The human headline Derryn Hinch is back – and it’s a mixed bag for Sky News

There is the other Hinch, too. The Human Headline Hinch, whose Twitter handle embraces the name and the reputation.

Both Hinchs were on display on Thursday night, as well as a third one – the freshly rejected senator who is in the position of being mates with everyone who shares his stage.

He said early on: “This could be a very bumpy ride.”

Well, no. Not very bumpy if everyone’s a buddy.

On his debut outing, there was Centre Alliance senator Stirling Griff, talking the day’s events. He would have been fodder for the old Hinch. Now he was a former colleague. They yucked it up, chuckling about the senate crossbench of the previous parliament.

Hinch: “[We] were regarded as the bar scene from Star Wars.”

They pondered the power of Jacqui – this was a first-names only show, where one was to assume they meant the returning Tasmanian senate swing vote Jacqui Lambie. Lambie herself was not present – Hinch said she had agreed to appear, but backed out on Thursday morning.
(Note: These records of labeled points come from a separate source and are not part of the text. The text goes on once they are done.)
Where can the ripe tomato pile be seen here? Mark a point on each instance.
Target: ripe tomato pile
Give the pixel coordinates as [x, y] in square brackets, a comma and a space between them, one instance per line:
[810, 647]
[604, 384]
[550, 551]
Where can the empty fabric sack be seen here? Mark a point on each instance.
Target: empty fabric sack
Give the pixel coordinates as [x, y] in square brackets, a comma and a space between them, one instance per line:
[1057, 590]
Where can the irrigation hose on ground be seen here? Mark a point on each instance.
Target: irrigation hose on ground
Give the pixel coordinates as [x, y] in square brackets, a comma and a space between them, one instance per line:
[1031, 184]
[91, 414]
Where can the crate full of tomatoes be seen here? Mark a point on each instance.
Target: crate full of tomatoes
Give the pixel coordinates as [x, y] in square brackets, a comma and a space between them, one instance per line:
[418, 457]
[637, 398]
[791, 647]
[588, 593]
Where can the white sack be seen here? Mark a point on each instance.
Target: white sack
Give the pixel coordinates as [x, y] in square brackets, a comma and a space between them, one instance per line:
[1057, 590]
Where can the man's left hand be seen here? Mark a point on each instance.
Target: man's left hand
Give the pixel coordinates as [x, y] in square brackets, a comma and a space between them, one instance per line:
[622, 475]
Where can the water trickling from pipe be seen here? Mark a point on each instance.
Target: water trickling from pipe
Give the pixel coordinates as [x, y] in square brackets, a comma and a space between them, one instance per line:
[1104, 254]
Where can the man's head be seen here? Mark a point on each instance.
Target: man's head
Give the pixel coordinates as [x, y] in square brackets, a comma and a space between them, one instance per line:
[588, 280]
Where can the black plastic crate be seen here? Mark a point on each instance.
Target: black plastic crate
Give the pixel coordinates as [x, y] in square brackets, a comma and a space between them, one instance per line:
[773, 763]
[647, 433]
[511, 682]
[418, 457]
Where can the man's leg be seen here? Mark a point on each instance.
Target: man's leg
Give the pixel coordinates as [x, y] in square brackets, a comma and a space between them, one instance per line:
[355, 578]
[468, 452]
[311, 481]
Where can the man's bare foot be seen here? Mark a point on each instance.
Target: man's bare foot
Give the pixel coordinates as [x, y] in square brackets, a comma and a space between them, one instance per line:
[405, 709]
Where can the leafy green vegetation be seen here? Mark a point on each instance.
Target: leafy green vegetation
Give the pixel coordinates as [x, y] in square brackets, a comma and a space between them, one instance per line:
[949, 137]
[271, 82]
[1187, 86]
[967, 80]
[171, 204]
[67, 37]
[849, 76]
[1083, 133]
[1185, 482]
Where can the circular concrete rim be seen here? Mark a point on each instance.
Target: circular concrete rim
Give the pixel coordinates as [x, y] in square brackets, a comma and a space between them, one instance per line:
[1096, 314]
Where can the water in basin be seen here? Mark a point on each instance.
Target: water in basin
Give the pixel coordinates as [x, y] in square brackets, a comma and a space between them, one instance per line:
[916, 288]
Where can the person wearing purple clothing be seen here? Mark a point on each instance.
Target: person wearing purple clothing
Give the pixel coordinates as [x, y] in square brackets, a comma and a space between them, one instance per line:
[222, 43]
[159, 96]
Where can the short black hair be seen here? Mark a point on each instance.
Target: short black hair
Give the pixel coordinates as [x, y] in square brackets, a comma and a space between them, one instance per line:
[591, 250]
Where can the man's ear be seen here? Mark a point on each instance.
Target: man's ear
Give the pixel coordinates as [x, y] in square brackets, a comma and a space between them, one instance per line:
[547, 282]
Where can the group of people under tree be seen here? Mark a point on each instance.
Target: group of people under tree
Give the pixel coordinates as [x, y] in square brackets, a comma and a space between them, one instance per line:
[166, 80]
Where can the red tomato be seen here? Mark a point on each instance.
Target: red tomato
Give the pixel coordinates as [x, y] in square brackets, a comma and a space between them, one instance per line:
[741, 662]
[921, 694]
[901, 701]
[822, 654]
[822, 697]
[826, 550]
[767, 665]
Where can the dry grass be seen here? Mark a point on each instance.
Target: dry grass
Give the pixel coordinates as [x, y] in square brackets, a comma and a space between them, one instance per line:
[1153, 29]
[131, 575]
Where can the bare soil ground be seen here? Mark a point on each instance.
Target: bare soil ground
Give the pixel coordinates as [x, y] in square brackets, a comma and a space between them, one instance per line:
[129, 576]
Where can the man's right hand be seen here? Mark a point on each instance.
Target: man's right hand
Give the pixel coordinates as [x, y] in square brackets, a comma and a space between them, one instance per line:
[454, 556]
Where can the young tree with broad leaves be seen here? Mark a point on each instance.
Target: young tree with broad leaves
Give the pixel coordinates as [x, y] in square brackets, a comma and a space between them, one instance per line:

But there were no hard feelings. It was all very nice.

Next up: Labor’s Joel Fitzgibbon, on live sheep exports, and Hinch’s declaration that he had first presented a petition on the issue back in 1982.

He has certainly been around a long time. In 1982, he was the king of Melbourne talkback radio – foil of politicians on both sides, and the man who famously belted all-conquering Bert Newton off the top of the radio charts.

Then, as now, Hinch was a conundrum – part show-pony, part amateur politician, part conviction journalist, part celebrity. It’s always been possible to violently agree with him and violently disagree with him in the same 15-minute span.

On Thursday night, for example: you could take his side on the question of the plastic bag.

Then came a live plug with Sky colleague Paul Murray.

“Son, good to see you,” said Hinch to the least watchable broadcaster on Australian television.

Murray comes to our screens looking like an old tracksuit found washed up in a whale, and bellows at his tiny viewership like the whale choking to death on the tracksuit. But there was much bonhomie – and it was a reminder that this was, after all, Sky After Dark.

To close, Hinch recited a bag of the emails Sky had received about his return to the airwaves, such as: “This tired, old, mouldy crumpet.”

He ain’t that. Unlike Murray, he is a great broadcaster. And he has the potential to break up the Sky evening parade of shouty stupid if he sticks to his older rather than more recent instincts.

The last thing Australia has come to expect from the man is that he will be mates with everyone, especially the members of our federal parliament and the loopy-loos of the SAD hours.

He signed off with his trademark: “That’s life.”

It wasn’t quite, but it has potential.